En un libro sobre la guerra del
Vietnam, leíste el ejemplo de la bala del fusil M-16. Una bala que viaja casi a
la velocidad del sonido y que, mientras viaja, gira sobre sí misma, y al
penetrar en la carne continúa girando, y rompe, lacera y desangra, de tal modo
que si a uno le alcanzan en un músculo muere al cabo de un cuarto de hora.
Una bala atroz, y es atroz que alguien
la haya inventado, que un gobierno la haya adoptado, que un industrial se haya
enriquecido con ella. Pero no menos atroz es que los obreros de una fábrica la
construyeran escrupulosa y concienzudamente, con el refrendo de sus sindicatos,
de sus partidos socialistas y pacifistas, descartándola si un defectillo
frenaba su trayectoria y le impedía romper, lacerar y desangrar.

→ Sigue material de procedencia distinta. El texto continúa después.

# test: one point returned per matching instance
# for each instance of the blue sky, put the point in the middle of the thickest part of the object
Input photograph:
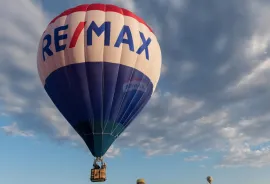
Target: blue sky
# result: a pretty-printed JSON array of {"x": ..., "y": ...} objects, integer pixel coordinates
[{"x": 209, "y": 116}]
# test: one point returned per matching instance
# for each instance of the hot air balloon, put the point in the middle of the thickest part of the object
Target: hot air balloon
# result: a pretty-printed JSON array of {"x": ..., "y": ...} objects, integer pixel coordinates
[
  {"x": 209, "y": 179},
  {"x": 99, "y": 64}
]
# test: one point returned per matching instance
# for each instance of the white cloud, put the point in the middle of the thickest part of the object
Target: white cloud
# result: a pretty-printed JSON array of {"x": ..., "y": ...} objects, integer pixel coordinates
[
  {"x": 175, "y": 120},
  {"x": 13, "y": 129},
  {"x": 195, "y": 158}
]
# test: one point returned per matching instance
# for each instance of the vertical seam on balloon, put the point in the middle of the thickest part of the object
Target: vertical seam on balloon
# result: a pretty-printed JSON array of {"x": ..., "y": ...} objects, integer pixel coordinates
[
  {"x": 46, "y": 68},
  {"x": 87, "y": 80},
  {"x": 102, "y": 90},
  {"x": 114, "y": 121},
  {"x": 112, "y": 101},
  {"x": 66, "y": 58},
  {"x": 131, "y": 117},
  {"x": 125, "y": 125},
  {"x": 125, "y": 93}
]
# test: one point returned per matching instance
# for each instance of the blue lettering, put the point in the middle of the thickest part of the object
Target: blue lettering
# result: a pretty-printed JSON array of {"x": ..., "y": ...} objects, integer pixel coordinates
[
  {"x": 105, "y": 27},
  {"x": 144, "y": 46},
  {"x": 46, "y": 49},
  {"x": 125, "y": 31},
  {"x": 58, "y": 37}
]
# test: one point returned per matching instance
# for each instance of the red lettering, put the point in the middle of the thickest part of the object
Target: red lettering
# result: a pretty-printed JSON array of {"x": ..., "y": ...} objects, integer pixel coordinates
[{"x": 76, "y": 34}]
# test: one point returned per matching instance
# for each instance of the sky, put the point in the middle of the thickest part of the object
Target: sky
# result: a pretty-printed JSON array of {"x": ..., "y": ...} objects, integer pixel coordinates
[{"x": 210, "y": 114}]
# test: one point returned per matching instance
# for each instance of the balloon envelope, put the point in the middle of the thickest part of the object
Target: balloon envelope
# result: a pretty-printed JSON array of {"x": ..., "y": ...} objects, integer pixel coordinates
[{"x": 99, "y": 64}]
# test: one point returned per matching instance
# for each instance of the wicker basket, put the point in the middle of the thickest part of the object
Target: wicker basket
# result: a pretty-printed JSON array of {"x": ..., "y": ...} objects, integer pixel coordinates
[{"x": 98, "y": 175}]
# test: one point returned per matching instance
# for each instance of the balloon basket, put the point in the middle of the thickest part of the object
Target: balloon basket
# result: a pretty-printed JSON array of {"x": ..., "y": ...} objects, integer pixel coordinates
[{"x": 98, "y": 174}]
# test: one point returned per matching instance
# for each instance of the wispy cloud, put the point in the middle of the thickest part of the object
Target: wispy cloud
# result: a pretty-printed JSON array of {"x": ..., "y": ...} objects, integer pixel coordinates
[
  {"x": 213, "y": 93},
  {"x": 195, "y": 158},
  {"x": 13, "y": 129}
]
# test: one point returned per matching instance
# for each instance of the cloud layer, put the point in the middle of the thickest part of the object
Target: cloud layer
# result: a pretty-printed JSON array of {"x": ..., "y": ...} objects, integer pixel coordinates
[{"x": 213, "y": 94}]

Y también es atroz que los soldados de
un ejército la disparasen, esmerándose, para que, por favor, no se
desperdiciara, y sintiéndose absueltos por la asquerosa consigna
yo-cumplo-órdenes. Ya estoy harta de la cantinela yo-cumplo-órdenes; estoy
harta de la responsabilidad que sólo se atribuye a los generales, a los ricos y
a los poderosos: entonces, ¿qué somos nosotros? ¿Datos en el registro civil,
números que se manipulan como a ellos les place en las guerras y en las elecciones,
en la propaganda de sus ideologías, iglesias e ismos? También es culpa mía,
nuestra, tuya, suya, de cualquiera que obedezca y sufra si aquella bala es
inventada, fabricada, disparada.
Decir que el pueblo es siempre víctima,
siempre inocente, constituye una hipocresía, una mentira y un insulto a la
dignidad de todo hombre, de toda mujer, de toda persona. Un pueblo se compone
de hombres, mujeres, personas, y cada una de estas personas tiene el deber de
elegir y decidir por sí misma; y no se deja de elegir y decidir porque no sea
general, ni rico, ni poderoso.
Oriana Fallaci. “Un
hombre”
Señor, Tú nos creaste para crear, no para destruir. ¿En qué lugar del camino nos hemos perdido?